Eso fue todo. Mi padre ya no dijo más, porque tampoco necesitó hacerlo. El orador extendió las manos como para protegerse de él, pues no quería que se le acercase. Dijo: «Espera, hazme el favor. Te pido que esperes».

«¡Te he visto en el bote neumático y no te movías!», advirtió mi padre en voz baja como disculpándose. Y Asmus contestó: «Te ruego que dejes de interrumpir constantemente la conferencia».

El policía del puesto de Rugbüll miró a su alrededor. Buscaba algo. ¿Tal vez una pantalla? ¿Es que quería proyectar en una pantalla clara esas imágenes que había revelado en la cámara oscura de su cabeza para poder demostrar la urgencia de lo que había experimentado? «Entonces no —murmuró—. Entonces sí que no». Tardaba mucho en comprender y en sopesar las cosas. Y era una suerte, porque eso le permitía soportar muchas cosas, sobre todo a sí mismo. Se encogió de hombros suspirando. Guardó el pañuelo en el que había concentrado y transformado en nudos toda su excitación. Miró sin sorprenderse a Hinnerk Timmsen, que, quizá por invitación de los otros, se acercó a él, lo agarró de la manga y le preguntó: «¿Nos vamos, Jens?».

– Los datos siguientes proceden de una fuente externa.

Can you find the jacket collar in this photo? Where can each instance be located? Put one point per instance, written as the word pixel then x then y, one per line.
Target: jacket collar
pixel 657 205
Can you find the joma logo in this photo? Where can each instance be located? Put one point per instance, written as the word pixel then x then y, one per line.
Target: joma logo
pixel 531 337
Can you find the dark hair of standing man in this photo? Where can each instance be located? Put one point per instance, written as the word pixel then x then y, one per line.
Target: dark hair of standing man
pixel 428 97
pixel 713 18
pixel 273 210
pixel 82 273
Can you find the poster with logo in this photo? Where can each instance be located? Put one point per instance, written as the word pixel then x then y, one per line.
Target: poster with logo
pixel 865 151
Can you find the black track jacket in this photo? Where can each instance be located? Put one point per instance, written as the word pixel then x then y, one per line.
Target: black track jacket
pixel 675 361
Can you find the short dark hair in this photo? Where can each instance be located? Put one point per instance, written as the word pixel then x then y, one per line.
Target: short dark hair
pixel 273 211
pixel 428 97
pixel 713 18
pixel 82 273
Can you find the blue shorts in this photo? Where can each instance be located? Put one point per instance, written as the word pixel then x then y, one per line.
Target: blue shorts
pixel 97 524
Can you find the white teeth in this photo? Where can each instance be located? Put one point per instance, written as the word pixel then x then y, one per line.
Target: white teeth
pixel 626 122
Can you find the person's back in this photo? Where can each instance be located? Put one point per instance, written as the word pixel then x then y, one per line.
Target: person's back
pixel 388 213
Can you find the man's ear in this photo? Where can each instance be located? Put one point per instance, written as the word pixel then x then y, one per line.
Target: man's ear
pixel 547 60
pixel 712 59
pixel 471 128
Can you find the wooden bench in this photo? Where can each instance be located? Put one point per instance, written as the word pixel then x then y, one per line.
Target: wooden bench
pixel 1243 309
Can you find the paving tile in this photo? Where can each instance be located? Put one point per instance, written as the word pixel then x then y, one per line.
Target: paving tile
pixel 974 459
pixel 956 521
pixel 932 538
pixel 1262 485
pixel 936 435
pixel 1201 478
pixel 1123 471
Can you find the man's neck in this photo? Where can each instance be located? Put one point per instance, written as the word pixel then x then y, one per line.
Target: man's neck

A mi padre tampoco le llamó la atención que los oyentes se pusieran de pie mientras él recorría torpemente el pasillo central. Hinnerk Timmsen, el tabernero, lo condujo fuera de allí, y él, aliviado, igual que si por fin hubiese acabado una representación poco grata, dijo desde la puerta: «Por mí, Hinnerk, podemos irnos». Ni se dio cuenta de la silenciosa hilera que tuvo que atravesar, ante la que yo mismo dudé un rato, esperando, hasta que algunos se hubieron sentado, antes de salir corriendo detrás de ellos y salir al patio repleto de charcos de Külkenwarf, donde los encontré cogidos del brazo. No, eso no es cierto: era Timmsen el que agarraba a mi padre y, en aquella clara tarde de verano, lo llevaba por el camino de subida al dique. ¿Vale la pena decir algo sobre Hinnerk Timmsen? Llevaba una bufanda que era tan larga como la serie de profesiones que había ejercido a lo largo de su vida y en las que había ido fracasando sucesivamente. Su bufanda, que le llegaba hasta las rodillas, era un emblema de la mala fortuna. Timmsen había sido marinero, tratante de ganado, fabricante de sacos de cereales, campesino, chamarilero y vendedor de lotería. Antes de que recibiera en herencia, por parte de una hermana suya, la taberna de Wattblick, solíamos encontrarnos a menudo con él, pues era el repartidor de leche del pueblo. De acuerdo con su temperamento, al principio trató de que la Wattblick se convirtiera en el mejor local de la comarca: allí actuaban grupos en directo y él mismo hacía las veces de presentador, cómico y prestidigitador. Pero todo fue en vano. Algunos invitados, tras haber pagado la cerveza que no se habían terminado, se habían llegado a marchar, molestos y aturdidos, huyendo de sus platos repletos, durante sus interpretaciones. No se valoraron sus desvelos y es posible que hubiera buscado el éxito en una nueva actividad si no hubiese sido por la guerra.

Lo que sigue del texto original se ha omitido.